A Foreign Office spokesman also confirmed yesterday that Britain has lifted a ban on sales of military equipment to Guatemala.
The Government sees the possibility of important sales of arms and counter- insurgency equipment in a large market which has for years been supplied from Israel, Guatemala's staunchest ally.
The news of Britain's military involvement in Guatemala comes as new details filter out of the latest in the Guatemalan army's long catalogue of massacres. On 5 October, at Xamn in the department of Alta Verapaz, a patrol of 26 soldiers killed 10 former refugees who had recently returned from Mexico, seriously wounding 15 more and leaving a score of others suffering less extensive injuries. They were members of the indigenous Maya community, who form the majority in Guatemala but have been the principal victims of a little-reported war which has killed an estimated 150,000 people over the past 40 years. The killing has produced a protest from the UN Secretary-General and the resignation of the Defence Minister, General Mario Enrquez.
"The proposed training is very minor and developmental," said the Foreign Office spokesman. He would not reveal the number of soldiers who would undergo training in Britain or in Guatemala, but added: "We are supporting the peace process."
The Guatemalan government and guerrilla groups are holding talks in Mexico City, aimed at bringing about social reform in the deeply divided country and halting the decades of hostilities.
In August, the Foreign Office announced help to the Guatemalan police, but denied reports of British military aid. Edmundo Nanne, the Guate-malan ambassador to Britain, confirmed yesterday that an army colonel and naval and police officers were receiving training in Britain. A military cadet is starting at the Royal Military Academy, Sandhurst.
The British action has been greeted with disquiet by Amnesty International and other human rights groups. They point out that the United States has halted aid and military sales because of Guatemala's record, which also has entangled the Central Intelligence Agency in a continuing scandal in Washington.
"The measure is not supporting but undermining peace in Guatemala," said Lord Avebury, chairman of the Parliamentary Human Rights Group.
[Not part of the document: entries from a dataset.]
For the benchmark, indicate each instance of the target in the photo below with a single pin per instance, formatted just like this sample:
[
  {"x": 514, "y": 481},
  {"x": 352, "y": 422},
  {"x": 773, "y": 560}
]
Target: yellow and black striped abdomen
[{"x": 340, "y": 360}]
The Government, he added, was breaking the 1993 declaration of the Organisation for Security and Co-operation in Europe, banning the sale of arms that could be used for internal repression or could exacerbate existing conflicts.
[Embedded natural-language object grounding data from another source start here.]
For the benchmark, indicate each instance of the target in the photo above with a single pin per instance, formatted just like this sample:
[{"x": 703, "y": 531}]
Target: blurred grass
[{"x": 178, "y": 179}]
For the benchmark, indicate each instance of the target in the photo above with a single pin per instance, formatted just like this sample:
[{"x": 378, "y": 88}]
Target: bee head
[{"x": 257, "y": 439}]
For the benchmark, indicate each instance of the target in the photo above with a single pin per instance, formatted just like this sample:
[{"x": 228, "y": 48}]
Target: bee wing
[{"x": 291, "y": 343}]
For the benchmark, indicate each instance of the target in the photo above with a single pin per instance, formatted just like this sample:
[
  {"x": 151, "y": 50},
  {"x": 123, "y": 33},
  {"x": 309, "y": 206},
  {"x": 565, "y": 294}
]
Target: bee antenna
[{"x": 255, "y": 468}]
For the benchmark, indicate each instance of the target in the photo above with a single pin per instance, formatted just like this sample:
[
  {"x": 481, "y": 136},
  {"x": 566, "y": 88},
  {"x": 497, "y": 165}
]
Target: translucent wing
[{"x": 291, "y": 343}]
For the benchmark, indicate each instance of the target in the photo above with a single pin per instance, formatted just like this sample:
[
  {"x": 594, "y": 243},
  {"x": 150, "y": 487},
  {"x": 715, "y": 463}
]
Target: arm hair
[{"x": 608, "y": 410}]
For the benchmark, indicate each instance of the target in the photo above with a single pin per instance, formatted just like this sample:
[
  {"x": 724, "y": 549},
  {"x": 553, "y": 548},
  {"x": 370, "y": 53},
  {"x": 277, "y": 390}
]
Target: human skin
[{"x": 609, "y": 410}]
The British decision comes after a senior British diplomat and a police adviser visited the region recently for discussions with the Guatemalan authorities, who for decades were in armed confrontation with Britain over neighbouring British Honduras, now Belize. Last month John Deutch, the newly appointed head of the CIA, took the rare step of dismissing two of his senior staff, Terry Ward and Fred Brugger, and disciplining seven more for their involvement in some of the more murderous activities of the Guatemalan forces.
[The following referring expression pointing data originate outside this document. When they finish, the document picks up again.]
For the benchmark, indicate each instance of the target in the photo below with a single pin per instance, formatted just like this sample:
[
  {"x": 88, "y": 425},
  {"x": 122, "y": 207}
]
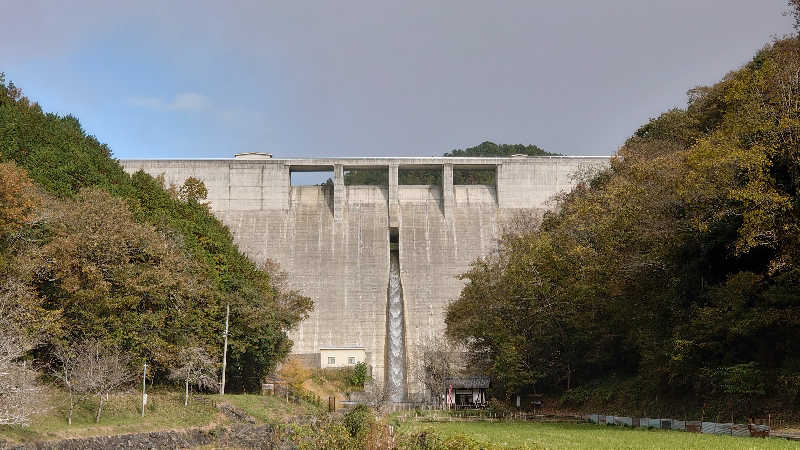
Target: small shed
[
  {"x": 341, "y": 356},
  {"x": 467, "y": 392}
]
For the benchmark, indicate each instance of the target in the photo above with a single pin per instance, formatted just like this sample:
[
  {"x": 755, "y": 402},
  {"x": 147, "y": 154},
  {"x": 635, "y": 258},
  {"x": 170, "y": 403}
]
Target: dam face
[{"x": 336, "y": 246}]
Colonel Julio Alprez of the Guatemalan army, who had been trained by the US army and given a $44,000 payoff on leaving the CIA payroll, was found to have murdered a US citizen, Michael Devine, in 1990 in northern Guatemala.
Col Alpirez also was found responsible for the death under torture in 1992 of Efrain Bamaca, a guerrilla who was married to an American lawyer, Jennifer Harbury.
CIA staff kept their involvement and knowledge from Ms Harbury till she forced it out of them after staging a hunger strike outside the White House.
Although US military aid to Guatemala was formally ended in 1990, the CIA continued it until December 1993. Ms Harbury is suing the agency.